I run a Tor exit node, multiple ofsb4 bridges and relays, and multiple Signal proxies. The Signal proxies are the subject of this thread, and I have about 100 regular users worldwide (Cuba, Iran, Iraq, Syria, Yemen, UAE, Ukraine, Russia, China, Tibet, Hong Kong, Taiwan etc) relying on my servers.
Currently I'm hosting them on Vultr (FreeBSD 13 and OpenBSD 7.1, natively supported) using free trial credits, as I moved away from my previous host due to costs. Vultr say they do a $2.50 cloud compute VPS, but no matter how I play with the settings the cheapest comes out to $5/mo.
My Tor exit node runs on Netcup's VPS 500 G10s VPS (4c,4GB,80GB,80TB at 5.55 Euro/mo) and they've been flawless tbf. However, even their cheapest package at 2.50/mo is way overkill for Signal proxies. If they had a package that cut that one in half at 1.25/mo I wouldn't even be asking here. Unfortunately, they don't. I'm going to open a ticket and ask, just in case, but meanwhile I'm hoping for some alternative options from you guys. I did a search (for cheap BSD hosting) but nothing remotely recent came up in the results.
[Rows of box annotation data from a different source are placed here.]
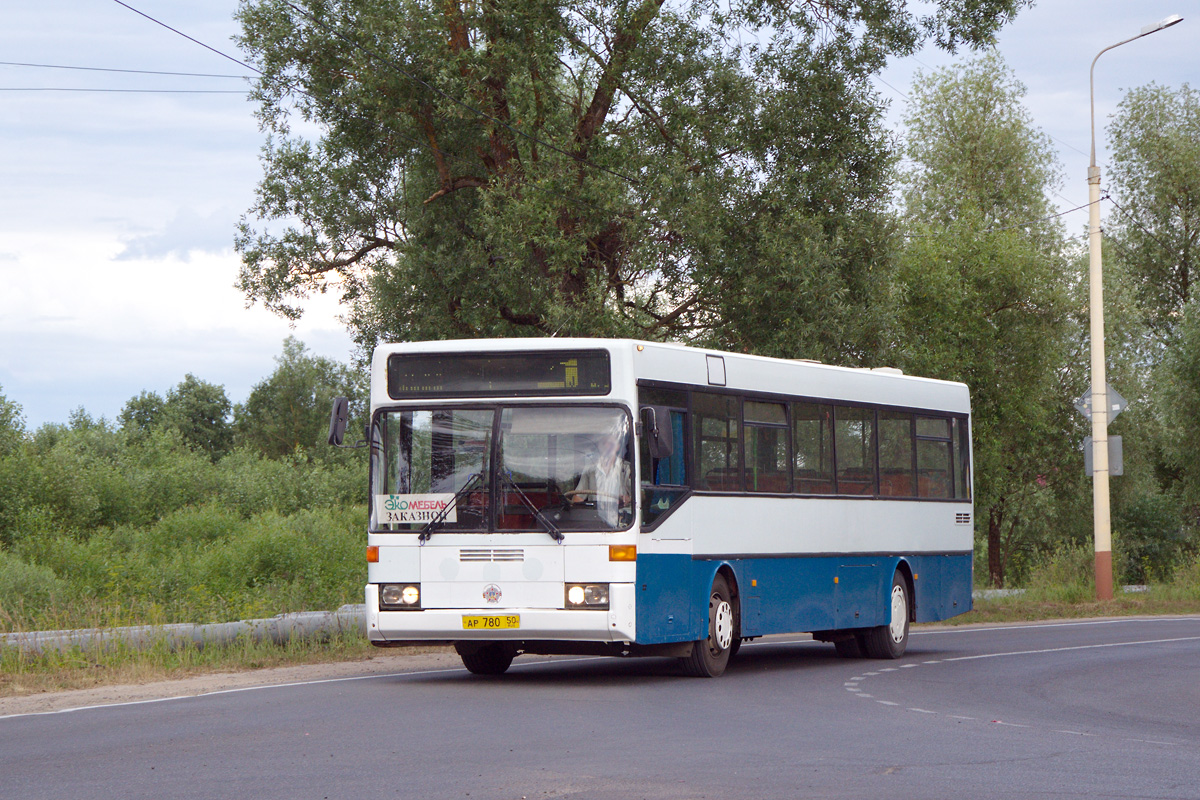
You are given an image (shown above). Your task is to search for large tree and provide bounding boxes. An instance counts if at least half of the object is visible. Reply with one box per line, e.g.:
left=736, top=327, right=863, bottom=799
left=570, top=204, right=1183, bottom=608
left=238, top=0, right=1028, bottom=361
left=895, top=54, right=1079, bottom=585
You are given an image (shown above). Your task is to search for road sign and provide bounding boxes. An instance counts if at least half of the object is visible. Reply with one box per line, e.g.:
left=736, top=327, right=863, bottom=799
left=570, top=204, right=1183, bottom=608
left=1075, top=384, right=1129, bottom=422
left=1084, top=437, right=1124, bottom=477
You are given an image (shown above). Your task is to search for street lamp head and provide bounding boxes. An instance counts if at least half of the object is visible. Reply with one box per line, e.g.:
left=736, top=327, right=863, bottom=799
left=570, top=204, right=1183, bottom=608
left=1141, top=14, right=1183, bottom=36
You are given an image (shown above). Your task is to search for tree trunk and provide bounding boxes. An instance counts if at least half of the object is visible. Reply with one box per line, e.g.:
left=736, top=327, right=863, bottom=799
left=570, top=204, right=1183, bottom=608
left=988, top=505, right=1004, bottom=589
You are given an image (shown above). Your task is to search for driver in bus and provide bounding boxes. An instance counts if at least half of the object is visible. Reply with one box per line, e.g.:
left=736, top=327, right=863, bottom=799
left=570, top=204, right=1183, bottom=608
left=566, top=432, right=632, bottom=528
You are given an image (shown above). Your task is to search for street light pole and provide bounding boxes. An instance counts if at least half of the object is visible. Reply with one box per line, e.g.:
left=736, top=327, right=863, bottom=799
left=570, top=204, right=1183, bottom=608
left=1087, top=14, right=1183, bottom=600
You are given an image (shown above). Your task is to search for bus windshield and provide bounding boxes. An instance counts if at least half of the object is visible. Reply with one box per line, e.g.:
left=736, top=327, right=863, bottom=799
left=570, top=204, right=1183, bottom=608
left=371, top=405, right=634, bottom=537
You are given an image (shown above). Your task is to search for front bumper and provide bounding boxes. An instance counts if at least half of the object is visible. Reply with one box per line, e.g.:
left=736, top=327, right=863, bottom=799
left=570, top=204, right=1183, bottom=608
left=366, top=583, right=636, bottom=643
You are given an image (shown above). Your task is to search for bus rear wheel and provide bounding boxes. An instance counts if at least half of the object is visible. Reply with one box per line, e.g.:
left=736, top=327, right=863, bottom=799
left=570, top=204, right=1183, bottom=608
left=454, top=642, right=517, bottom=675
left=863, top=570, right=912, bottom=658
left=679, top=575, right=737, bottom=678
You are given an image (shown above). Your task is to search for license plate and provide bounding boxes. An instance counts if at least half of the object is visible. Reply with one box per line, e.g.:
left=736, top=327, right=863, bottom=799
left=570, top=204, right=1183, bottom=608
left=462, top=614, right=521, bottom=631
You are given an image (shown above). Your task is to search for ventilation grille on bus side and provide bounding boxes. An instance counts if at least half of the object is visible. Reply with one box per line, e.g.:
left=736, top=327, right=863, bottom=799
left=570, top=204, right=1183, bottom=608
left=458, top=547, right=524, bottom=561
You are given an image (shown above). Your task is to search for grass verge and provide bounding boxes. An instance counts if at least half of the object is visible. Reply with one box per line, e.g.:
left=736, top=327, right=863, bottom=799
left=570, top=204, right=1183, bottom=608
left=940, top=588, right=1200, bottom=625
left=0, top=633, right=379, bottom=697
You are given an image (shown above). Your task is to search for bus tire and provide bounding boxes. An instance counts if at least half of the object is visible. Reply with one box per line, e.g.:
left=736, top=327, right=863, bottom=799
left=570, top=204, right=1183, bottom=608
left=454, top=642, right=517, bottom=675
left=679, top=575, right=737, bottom=678
left=863, top=570, right=912, bottom=658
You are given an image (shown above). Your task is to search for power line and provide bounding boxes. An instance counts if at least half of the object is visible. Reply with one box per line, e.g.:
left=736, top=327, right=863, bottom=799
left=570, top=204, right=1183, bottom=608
left=113, top=0, right=263, bottom=74
left=102, top=0, right=636, bottom=221
left=1100, top=194, right=1175, bottom=254
left=0, top=86, right=246, bottom=96
left=0, top=61, right=250, bottom=80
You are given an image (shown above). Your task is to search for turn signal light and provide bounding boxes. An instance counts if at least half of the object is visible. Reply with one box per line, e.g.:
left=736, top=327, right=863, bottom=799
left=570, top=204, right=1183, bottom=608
left=608, top=545, right=637, bottom=561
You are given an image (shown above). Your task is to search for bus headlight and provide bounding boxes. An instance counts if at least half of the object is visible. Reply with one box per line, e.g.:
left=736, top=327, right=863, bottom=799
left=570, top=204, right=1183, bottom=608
left=379, top=583, right=421, bottom=610
left=566, top=583, right=608, bottom=609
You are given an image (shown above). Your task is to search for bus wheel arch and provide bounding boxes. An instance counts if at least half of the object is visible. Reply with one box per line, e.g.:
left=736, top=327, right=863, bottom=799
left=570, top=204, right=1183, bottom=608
left=679, top=570, right=740, bottom=678
left=896, top=559, right=917, bottom=622
left=862, top=567, right=912, bottom=658
left=716, top=564, right=742, bottom=658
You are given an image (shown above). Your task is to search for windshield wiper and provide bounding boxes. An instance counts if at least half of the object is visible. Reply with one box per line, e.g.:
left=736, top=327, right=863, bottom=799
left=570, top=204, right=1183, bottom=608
left=499, top=468, right=563, bottom=543
left=416, top=473, right=484, bottom=545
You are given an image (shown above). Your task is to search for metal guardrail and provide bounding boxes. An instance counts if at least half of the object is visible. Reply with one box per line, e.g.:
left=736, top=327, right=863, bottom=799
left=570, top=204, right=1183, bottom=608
left=0, top=604, right=366, bottom=654
left=971, top=584, right=1150, bottom=600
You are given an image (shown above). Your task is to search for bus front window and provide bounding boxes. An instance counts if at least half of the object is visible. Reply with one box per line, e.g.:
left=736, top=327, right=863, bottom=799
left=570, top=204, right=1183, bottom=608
left=496, top=405, right=634, bottom=530
left=371, top=409, right=496, bottom=531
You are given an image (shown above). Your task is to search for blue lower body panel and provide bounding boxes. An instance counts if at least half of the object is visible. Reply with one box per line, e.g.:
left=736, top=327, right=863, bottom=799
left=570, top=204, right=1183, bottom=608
left=636, top=553, right=972, bottom=644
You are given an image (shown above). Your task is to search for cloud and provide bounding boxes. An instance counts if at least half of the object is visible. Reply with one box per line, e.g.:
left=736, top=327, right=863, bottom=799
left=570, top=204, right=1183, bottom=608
left=115, top=207, right=236, bottom=261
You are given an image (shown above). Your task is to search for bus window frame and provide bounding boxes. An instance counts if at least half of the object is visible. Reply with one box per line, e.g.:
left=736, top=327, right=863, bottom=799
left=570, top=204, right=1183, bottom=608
left=637, top=378, right=974, bottom=503
left=367, top=397, right=641, bottom=536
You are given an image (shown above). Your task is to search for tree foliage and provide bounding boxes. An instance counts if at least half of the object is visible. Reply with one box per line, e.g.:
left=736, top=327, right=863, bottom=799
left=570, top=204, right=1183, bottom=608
left=1105, top=84, right=1200, bottom=341
left=238, top=0, right=1027, bottom=361
left=234, top=336, right=365, bottom=458
left=896, top=54, right=1078, bottom=585
left=120, top=373, right=233, bottom=461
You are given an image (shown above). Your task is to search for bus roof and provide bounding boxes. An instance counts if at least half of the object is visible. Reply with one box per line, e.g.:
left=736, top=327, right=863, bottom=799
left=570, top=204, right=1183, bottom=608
left=372, top=338, right=971, bottom=414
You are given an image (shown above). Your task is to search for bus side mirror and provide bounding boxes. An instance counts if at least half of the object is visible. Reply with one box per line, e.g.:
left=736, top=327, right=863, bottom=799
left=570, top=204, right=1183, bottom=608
left=642, top=405, right=674, bottom=458
left=329, top=397, right=350, bottom=447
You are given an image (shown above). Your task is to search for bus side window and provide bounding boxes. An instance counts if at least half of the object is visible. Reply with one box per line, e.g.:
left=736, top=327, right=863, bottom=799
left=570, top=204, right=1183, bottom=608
left=792, top=403, right=833, bottom=494
left=638, top=386, right=690, bottom=525
left=691, top=392, right=743, bottom=492
left=833, top=405, right=875, bottom=494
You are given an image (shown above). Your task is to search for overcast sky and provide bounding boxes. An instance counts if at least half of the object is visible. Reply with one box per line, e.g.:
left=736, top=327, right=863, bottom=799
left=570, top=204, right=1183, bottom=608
left=0, top=0, right=1200, bottom=428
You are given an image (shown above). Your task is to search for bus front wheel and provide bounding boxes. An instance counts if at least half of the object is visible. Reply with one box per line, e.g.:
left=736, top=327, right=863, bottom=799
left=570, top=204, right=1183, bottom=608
left=454, top=642, right=517, bottom=675
left=863, top=570, right=912, bottom=658
left=679, top=575, right=737, bottom=678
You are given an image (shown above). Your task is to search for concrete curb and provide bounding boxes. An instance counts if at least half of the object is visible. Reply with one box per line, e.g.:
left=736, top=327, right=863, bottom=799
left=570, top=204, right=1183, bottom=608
left=0, top=606, right=366, bottom=654
left=0, top=587, right=1146, bottom=654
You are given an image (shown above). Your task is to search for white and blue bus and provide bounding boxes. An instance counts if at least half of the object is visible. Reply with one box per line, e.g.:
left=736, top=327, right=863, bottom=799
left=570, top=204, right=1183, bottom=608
left=330, top=338, right=973, bottom=676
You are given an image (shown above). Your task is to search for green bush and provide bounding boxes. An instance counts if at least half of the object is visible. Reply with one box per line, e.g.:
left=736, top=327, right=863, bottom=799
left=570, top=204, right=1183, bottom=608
left=1027, top=545, right=1096, bottom=603
left=0, top=552, right=66, bottom=619
left=1112, top=494, right=1186, bottom=584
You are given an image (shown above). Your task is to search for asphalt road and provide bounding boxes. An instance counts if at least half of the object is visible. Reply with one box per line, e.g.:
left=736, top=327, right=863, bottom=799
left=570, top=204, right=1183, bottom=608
left=0, top=618, right=1200, bottom=800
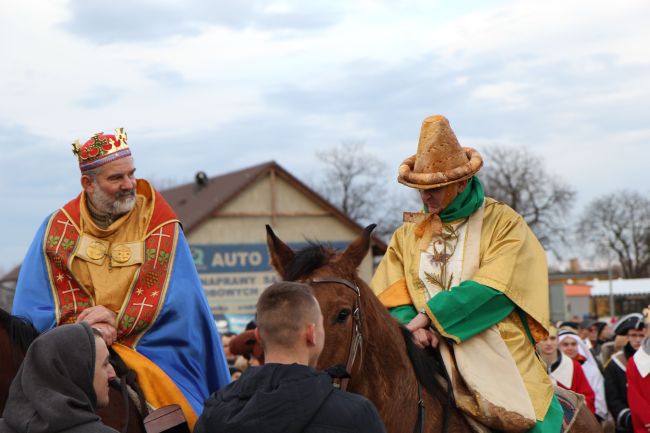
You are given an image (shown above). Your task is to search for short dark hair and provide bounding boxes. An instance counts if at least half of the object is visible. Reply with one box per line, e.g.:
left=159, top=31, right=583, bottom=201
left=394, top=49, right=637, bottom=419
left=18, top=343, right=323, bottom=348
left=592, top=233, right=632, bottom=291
left=257, top=281, right=320, bottom=350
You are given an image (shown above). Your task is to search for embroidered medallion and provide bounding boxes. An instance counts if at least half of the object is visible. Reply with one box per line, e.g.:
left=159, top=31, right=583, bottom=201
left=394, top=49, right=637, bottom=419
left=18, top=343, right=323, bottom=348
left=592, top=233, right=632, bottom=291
left=420, top=219, right=467, bottom=297
left=86, top=241, right=108, bottom=260
left=117, top=222, right=178, bottom=348
left=111, top=245, right=131, bottom=263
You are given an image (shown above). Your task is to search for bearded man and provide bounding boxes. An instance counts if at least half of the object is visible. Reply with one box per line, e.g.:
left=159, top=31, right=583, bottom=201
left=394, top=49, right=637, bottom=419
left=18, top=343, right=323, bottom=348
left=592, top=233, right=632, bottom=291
left=13, top=128, right=230, bottom=426
left=371, top=115, right=562, bottom=432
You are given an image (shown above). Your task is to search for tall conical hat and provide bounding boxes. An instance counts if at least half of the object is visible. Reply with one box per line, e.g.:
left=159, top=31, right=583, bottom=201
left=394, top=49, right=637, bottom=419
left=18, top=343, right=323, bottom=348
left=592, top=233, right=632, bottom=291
left=397, top=115, right=483, bottom=189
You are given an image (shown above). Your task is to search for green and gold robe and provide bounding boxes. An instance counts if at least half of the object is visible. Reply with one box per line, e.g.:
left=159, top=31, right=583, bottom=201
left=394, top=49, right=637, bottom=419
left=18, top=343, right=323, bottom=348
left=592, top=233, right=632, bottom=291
left=371, top=178, right=556, bottom=431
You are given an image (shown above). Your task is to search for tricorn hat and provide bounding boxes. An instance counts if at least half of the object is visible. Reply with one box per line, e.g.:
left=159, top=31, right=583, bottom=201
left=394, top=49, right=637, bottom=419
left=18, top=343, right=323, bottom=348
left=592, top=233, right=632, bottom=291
left=614, top=313, right=645, bottom=335
left=397, top=115, right=483, bottom=189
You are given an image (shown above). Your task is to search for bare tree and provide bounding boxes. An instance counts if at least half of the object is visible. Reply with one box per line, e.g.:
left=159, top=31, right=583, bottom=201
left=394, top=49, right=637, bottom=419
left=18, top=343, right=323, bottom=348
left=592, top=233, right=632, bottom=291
left=314, top=142, right=414, bottom=239
left=479, top=146, right=576, bottom=255
left=577, top=190, right=650, bottom=278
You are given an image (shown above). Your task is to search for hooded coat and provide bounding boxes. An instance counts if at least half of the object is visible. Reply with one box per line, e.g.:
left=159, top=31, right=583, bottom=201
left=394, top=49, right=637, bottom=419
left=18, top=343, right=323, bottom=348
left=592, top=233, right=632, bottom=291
left=194, top=364, right=385, bottom=433
left=0, top=322, right=117, bottom=433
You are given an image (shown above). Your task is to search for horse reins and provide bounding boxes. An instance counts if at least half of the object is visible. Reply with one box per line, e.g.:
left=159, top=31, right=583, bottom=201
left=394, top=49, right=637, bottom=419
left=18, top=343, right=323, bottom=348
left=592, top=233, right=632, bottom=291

Is there a semi-decent provider out there who offers BSD as a first class citizen (like Netcup and Vultr), who offer something low end like 1 core, 512MB or 1GB RAM, 5GB storage, and at least 50GB traffic a month... but for less than the 2.50 it costs for Netcup's base VPS (which has double those specs)?
I figured it was worth asking before I spend yet more money.
Thanks in advance!
Comments
The $2.50 one is only available in a single region, New York. You won't see this mentioned in their advertising because then they would have to admit that it's intentionally misleading putting that on the front page when it only is available in one region.
Yeah I just got a reply from their ticket service about it. They're only available in NJ and Atlanta, and are IPv6 only. The next tier up is $3.50/mo and does come with IPv4, but by that price I'm better paying Netcup 2.99 for a far superior offering.
Except they don't support *BSD natively, are much more expensive than Netcup, and don't have much to offer the stated reqs aside from your pithy insights into the Eastern European political landscape?
I have installed FreeBSD from ISO on Hetzner in the past, and networking sucked. Presumably because it was using virtio drivers on top of Linux KVM with no optimzation.
Thank you for your wonderful insights.
Buyvm? I've been running freebsd there since day one. They say you need to use intel networking for stability, but I'm using virtio without any issues.